What is eDNA?
Biodiversity (biological diversity), a wide range of animals, plants, and microorganisms, is crucial for supporting life on Earth at different levels. The health of socio-ecological systems, and ecosystems as a whole, depends on this factor, for example, in ensuring food security, fighting diseases, supporting communities, cultural life, and the sustainability of wildlife itself.
Due to climate change and other human-induced threats, biodiversity is now endangered and in need of careful management and protection. However, today we have only a simple understanding of how ecosystems and biodiversity respond to different stressors and need to be studied more closely. For that, surveys are developed in different ecosystems, traditionally involving the physical observation (what the eye can see) of the species that are being looked for. But this methodology can have some limitations (microorganisms are not visible) and may have negative effects. But, there is an alternative to this: environmental DNA (eDNA).
When an organism, for example, an octopus, moves through the environment, it leaves behind some bits of itself, just as a fingerprint on the sand. The traces that an organism leaves can be dead skin cells, mucus, faeces, and hair, which all contain the DNA of the organism.
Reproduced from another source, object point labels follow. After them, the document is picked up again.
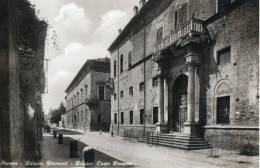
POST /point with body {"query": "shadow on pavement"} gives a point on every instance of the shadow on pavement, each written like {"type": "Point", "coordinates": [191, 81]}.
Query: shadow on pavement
{"type": "Point", "coordinates": [60, 153]}
{"type": "Point", "coordinates": [66, 132]}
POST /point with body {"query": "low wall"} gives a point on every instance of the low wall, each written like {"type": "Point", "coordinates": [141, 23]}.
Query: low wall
{"type": "Point", "coordinates": [242, 139]}
{"type": "Point", "coordinates": [134, 131]}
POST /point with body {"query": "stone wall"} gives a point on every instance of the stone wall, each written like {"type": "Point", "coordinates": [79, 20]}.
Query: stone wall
{"type": "Point", "coordinates": [85, 116]}
{"type": "Point", "coordinates": [20, 114]}
{"type": "Point", "coordinates": [237, 27]}
{"type": "Point", "coordinates": [239, 30]}
{"type": "Point", "coordinates": [11, 117]}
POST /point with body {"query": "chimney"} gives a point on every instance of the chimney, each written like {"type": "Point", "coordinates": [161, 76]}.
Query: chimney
{"type": "Point", "coordinates": [135, 10]}
{"type": "Point", "coordinates": [142, 3]}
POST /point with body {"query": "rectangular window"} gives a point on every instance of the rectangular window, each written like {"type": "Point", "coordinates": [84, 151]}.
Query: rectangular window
{"type": "Point", "coordinates": [99, 118]}
{"type": "Point", "coordinates": [122, 117]}
{"type": "Point", "coordinates": [78, 98]}
{"type": "Point", "coordinates": [182, 15]}
{"type": "Point", "coordinates": [142, 116]}
{"type": "Point", "coordinates": [222, 4]}
{"type": "Point", "coordinates": [155, 115]}
{"type": "Point", "coordinates": [142, 86]}
{"type": "Point", "coordinates": [176, 19]}
{"type": "Point", "coordinates": [82, 116]}
{"type": "Point", "coordinates": [131, 91]}
{"type": "Point", "coordinates": [155, 81]}
{"type": "Point", "coordinates": [223, 110]}
{"type": "Point", "coordinates": [130, 59]}
{"type": "Point", "coordinates": [160, 34]}
{"type": "Point", "coordinates": [122, 93]}
{"type": "Point", "coordinates": [101, 92]}
{"type": "Point", "coordinates": [82, 96]}
{"type": "Point", "coordinates": [115, 68]}
{"type": "Point", "coordinates": [224, 56]}
{"type": "Point", "coordinates": [86, 88]}
{"type": "Point", "coordinates": [115, 118]}
{"type": "Point", "coordinates": [131, 117]}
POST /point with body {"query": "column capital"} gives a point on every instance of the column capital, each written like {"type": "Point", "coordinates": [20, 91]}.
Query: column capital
{"type": "Point", "coordinates": [192, 58]}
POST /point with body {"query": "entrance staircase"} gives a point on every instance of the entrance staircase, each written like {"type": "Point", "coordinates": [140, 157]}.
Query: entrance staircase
{"type": "Point", "coordinates": [176, 140]}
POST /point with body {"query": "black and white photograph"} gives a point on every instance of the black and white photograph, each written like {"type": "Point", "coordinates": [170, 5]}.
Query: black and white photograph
{"type": "Point", "coordinates": [129, 83]}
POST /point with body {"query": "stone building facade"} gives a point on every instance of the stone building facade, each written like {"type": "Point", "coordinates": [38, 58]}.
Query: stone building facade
{"type": "Point", "coordinates": [22, 83]}
{"type": "Point", "coordinates": [190, 67]}
{"type": "Point", "coordinates": [88, 99]}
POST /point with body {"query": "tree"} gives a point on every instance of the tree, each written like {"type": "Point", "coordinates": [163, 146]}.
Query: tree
{"type": "Point", "coordinates": [56, 113]}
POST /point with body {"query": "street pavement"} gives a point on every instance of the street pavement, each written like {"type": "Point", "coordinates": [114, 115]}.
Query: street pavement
{"type": "Point", "coordinates": [142, 155]}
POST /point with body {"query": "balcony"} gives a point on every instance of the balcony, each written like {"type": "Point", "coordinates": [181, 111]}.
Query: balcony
{"type": "Point", "coordinates": [91, 102]}
{"type": "Point", "coordinates": [192, 27]}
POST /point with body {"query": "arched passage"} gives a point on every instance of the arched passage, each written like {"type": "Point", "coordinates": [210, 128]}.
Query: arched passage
{"type": "Point", "coordinates": [179, 102]}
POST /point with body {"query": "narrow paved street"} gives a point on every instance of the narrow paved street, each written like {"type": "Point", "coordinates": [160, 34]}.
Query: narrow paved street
{"type": "Point", "coordinates": [143, 155]}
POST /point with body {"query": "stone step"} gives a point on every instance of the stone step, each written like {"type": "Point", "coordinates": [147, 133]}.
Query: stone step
{"type": "Point", "coordinates": [182, 141]}
{"type": "Point", "coordinates": [182, 146]}
{"type": "Point", "coordinates": [176, 140]}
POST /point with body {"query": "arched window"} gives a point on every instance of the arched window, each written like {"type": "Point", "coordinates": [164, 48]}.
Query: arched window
{"type": "Point", "coordinates": [121, 63]}
{"type": "Point", "coordinates": [115, 68]}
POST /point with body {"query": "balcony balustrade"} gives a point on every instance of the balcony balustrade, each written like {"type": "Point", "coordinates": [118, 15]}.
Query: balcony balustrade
{"type": "Point", "coordinates": [91, 101]}
{"type": "Point", "coordinates": [193, 26]}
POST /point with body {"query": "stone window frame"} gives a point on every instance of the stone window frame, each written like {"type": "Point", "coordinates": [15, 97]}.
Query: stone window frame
{"type": "Point", "coordinates": [217, 55]}
{"type": "Point", "coordinates": [129, 59]}
{"type": "Point", "coordinates": [104, 92]}
{"type": "Point", "coordinates": [131, 91]}
{"type": "Point", "coordinates": [115, 68]}
{"type": "Point", "coordinates": [217, 6]}
{"type": "Point", "coordinates": [121, 94]}
{"type": "Point", "coordinates": [221, 48]}
{"type": "Point", "coordinates": [143, 117]}
{"type": "Point", "coordinates": [121, 63]}
{"type": "Point", "coordinates": [217, 95]}
{"type": "Point", "coordinates": [99, 121]}
{"type": "Point", "coordinates": [115, 118]}
{"type": "Point", "coordinates": [157, 114]}
{"type": "Point", "coordinates": [141, 86]}
{"type": "Point", "coordinates": [153, 81]}
{"type": "Point", "coordinates": [122, 118]}
{"type": "Point", "coordinates": [132, 117]}
{"type": "Point", "coordinates": [162, 28]}
{"type": "Point", "coordinates": [86, 91]}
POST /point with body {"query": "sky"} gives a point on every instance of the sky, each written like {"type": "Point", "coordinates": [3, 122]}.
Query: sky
{"type": "Point", "coordinates": [78, 30]}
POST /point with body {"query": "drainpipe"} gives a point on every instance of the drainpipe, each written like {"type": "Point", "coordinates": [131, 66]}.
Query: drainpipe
{"type": "Point", "coordinates": [118, 60]}
{"type": "Point", "coordinates": [145, 116]}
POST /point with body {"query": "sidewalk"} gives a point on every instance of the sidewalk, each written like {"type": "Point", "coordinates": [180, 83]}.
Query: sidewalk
{"type": "Point", "coordinates": [142, 155]}
{"type": "Point", "coordinates": [56, 155]}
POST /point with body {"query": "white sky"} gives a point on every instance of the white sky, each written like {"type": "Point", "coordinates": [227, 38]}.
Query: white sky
{"type": "Point", "coordinates": [85, 29]}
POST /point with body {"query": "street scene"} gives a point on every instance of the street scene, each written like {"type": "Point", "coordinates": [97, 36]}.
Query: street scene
{"type": "Point", "coordinates": [140, 83]}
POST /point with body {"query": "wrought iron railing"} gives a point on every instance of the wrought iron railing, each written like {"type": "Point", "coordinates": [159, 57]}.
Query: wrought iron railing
{"type": "Point", "coordinates": [191, 26]}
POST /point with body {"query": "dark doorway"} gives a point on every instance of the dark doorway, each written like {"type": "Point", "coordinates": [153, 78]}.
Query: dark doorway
{"type": "Point", "coordinates": [155, 115]}
{"type": "Point", "coordinates": [223, 110]}
{"type": "Point", "coordinates": [179, 113]}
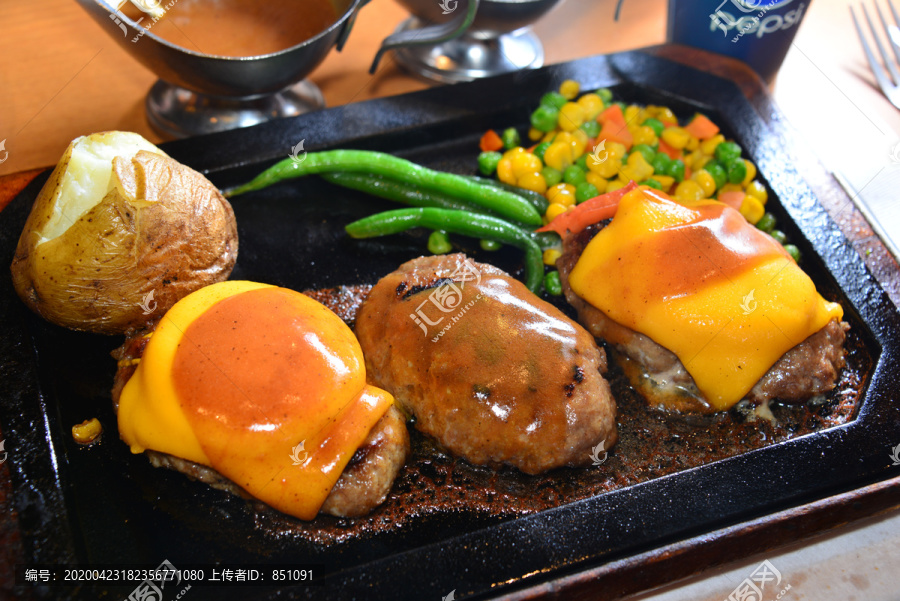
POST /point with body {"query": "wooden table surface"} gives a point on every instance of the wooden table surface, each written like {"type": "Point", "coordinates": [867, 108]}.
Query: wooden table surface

This is what is called environmental DNA, or eDNA for short, and allows scientists to detect that these organisms were there.
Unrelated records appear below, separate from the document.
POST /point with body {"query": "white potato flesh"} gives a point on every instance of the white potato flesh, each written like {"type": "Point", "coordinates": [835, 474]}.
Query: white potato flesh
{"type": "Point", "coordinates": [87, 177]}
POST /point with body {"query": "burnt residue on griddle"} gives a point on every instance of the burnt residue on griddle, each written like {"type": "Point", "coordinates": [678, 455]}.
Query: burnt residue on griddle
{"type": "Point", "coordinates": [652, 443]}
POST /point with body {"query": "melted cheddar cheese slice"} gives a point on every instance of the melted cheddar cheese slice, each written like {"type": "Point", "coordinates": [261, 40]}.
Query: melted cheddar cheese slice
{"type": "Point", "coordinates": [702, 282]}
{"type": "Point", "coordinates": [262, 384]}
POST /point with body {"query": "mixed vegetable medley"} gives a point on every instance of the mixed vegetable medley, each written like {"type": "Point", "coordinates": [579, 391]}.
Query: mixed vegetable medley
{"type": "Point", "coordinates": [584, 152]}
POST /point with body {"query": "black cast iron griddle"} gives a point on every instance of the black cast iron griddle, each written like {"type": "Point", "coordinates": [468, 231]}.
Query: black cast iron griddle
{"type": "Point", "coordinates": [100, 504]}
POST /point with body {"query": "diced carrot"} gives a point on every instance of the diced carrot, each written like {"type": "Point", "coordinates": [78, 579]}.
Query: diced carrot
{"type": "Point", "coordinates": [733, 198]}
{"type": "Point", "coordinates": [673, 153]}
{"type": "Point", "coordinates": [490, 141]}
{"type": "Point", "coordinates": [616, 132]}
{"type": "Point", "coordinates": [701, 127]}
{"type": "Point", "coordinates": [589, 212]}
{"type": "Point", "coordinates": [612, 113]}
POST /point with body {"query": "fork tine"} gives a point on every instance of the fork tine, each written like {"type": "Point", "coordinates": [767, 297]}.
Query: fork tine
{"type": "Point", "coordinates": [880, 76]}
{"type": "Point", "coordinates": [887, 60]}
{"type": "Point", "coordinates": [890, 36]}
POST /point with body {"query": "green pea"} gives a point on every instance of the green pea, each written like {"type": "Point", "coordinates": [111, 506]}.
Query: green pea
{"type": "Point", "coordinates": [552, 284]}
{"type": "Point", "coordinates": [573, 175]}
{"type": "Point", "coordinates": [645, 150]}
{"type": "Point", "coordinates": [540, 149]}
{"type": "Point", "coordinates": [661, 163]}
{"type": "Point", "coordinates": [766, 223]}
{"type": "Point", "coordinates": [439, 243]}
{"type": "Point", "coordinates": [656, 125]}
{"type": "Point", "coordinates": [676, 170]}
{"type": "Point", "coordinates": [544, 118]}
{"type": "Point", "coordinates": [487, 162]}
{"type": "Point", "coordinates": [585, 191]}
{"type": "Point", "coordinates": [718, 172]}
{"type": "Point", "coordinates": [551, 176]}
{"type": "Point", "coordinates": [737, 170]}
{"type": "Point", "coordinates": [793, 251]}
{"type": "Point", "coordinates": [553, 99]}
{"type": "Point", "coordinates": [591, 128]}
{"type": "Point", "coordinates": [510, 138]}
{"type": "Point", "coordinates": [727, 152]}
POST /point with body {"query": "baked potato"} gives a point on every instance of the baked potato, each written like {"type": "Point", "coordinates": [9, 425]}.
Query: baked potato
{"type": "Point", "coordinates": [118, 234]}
Molecular methods refer to scientific techniques that involve the analysis and manipulation of molecules, particularly focusing on DNA. The DNA is read using DNA sequencing that “reads” the DNA code. DNA is unique to every organism out there and thus allows us to see the DNA fingerprint of all the organisms that passed through the water.
eDNA, like a silent detective, unveils a hidden world. It’s the key to discovering small invertebrates and microorganisms, often overlooked due to their size, but that play pivotal roles in their ecosystems, which is why the traditional methods, such as physical observation, might be limiting when studying biodiversity.
Why is eDNA important?
As mentioned before, monitoring biodiversity is important due to the effect it has on ecosystems. For example, if a species lacks or changes in a certain environment, it can affect the whole dynamics of an ecosystem.
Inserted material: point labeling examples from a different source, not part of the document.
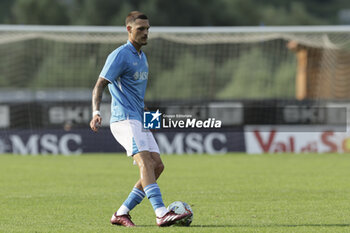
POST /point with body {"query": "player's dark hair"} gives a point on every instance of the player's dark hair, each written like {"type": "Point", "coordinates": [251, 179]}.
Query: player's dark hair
{"type": "Point", "coordinates": [133, 16]}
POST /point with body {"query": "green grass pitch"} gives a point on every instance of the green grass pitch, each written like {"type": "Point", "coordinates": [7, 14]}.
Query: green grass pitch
{"type": "Point", "coordinates": [228, 193]}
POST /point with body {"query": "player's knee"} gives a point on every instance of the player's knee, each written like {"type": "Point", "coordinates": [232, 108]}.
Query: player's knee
{"type": "Point", "coordinates": [145, 162]}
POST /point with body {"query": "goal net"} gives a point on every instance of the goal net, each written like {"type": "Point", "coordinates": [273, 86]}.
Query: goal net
{"type": "Point", "coordinates": [62, 63]}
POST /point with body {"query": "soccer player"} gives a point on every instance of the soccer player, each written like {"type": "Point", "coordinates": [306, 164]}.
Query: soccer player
{"type": "Point", "coordinates": [126, 73]}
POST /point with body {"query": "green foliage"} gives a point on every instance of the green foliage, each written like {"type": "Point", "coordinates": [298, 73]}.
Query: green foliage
{"type": "Point", "coordinates": [169, 13]}
{"type": "Point", "coordinates": [39, 12]}
{"type": "Point", "coordinates": [57, 71]}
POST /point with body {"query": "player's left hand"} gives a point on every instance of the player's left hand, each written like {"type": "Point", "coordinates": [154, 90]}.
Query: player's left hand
{"type": "Point", "coordinates": [95, 123]}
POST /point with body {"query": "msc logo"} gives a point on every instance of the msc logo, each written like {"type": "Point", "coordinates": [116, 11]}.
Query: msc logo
{"type": "Point", "coordinates": [152, 120]}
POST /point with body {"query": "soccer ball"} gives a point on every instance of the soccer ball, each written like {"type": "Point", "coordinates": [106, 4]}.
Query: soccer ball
{"type": "Point", "coordinates": [180, 207]}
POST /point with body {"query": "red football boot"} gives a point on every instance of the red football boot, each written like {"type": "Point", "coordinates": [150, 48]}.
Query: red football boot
{"type": "Point", "coordinates": [171, 218]}
{"type": "Point", "coordinates": [122, 220]}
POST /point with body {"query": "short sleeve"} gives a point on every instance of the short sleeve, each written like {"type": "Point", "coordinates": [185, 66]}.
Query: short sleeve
{"type": "Point", "coordinates": [113, 67]}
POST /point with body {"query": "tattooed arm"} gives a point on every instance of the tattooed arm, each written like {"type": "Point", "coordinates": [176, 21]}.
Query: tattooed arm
{"type": "Point", "coordinates": [96, 102]}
eDNA can identify species that are not visible to the naked eye, but that can be crucial to an ecosystem, for example, algae or phytoplankton in aquatic environments; therefore, for small, rare, secretive, and other species that are difficult to detect, eDNA provides an attractive alternative. Therefore, applying eDNA methodologies is important for biodiversity surveying.
How is eDNA sampled?
Sampling environmental DNA (eDNA) is like taking a genetic snapshot of the environment. It all starts with the collection of a sample of the environment a scientist wants to study, for example, a lake. Once the scientist has the sample, it can be either analysed in place or back in the laboratory. The next step is the use of a filter to separate the genetic material (DNA) from the rest of what is in the sample. It’s like using a sieve to catch tiny pieces. After the DNA is preserved in a special container to keep it safe for analysis, and finally in the laboratory, the DNA is analysed to learn about the species present in the sampled environment. The result is like looking at a DNA puzzle to see which pieces (organisms) are there.
Different methodologies exist out there concerning the analysis of eDNA, notably in aquatic environments there even exists the possibility to do it without the filtering or to use innovative sampling tools such as the Metaprobe, a nimble, low-cost environmental DNA sampler for upscaling aquatic monitoring based on a hollow perforated spherical probe that when filled with rolls of gauze is used as a low-cost and low-effort eDNA sampler in aquatic environments.
What are DNA-based reference libraries/repositories?
Once the DNA puzzle is in the hands of the scientist is time to compare the available information about DNA, which means looking at a big book filled with genetic information to identify the species that are in the sample. This big book is called a reference library or reference repository, and there are different ones, usually dedicated to particular groups of species.
The reference library/repository is organized and made available to everyone, like a library anyone can visit. Scientists, researchers, and curious people can use it to identify and learn about different species. When scientists find unknown eDNA in a water sample, for example, they can look it up in this big book (library/repository) to figure out which species it belongs to. It’s like solving a mystery by checking the genetic code.
DNA-based libraries/repositories are the cornerstones since they are the key to knowing which species are present. Without them, scientists would not be able to identify which species are out there. Our ability to use DNA today is limited by how many known species we have in the reference libraries. If there is no reference, a sequence will be labelled as unknown. It is therefore crucial to have very complete and standardised references to ensure we can use DNA as an effective tool to study, understand, and preserve our natural environment.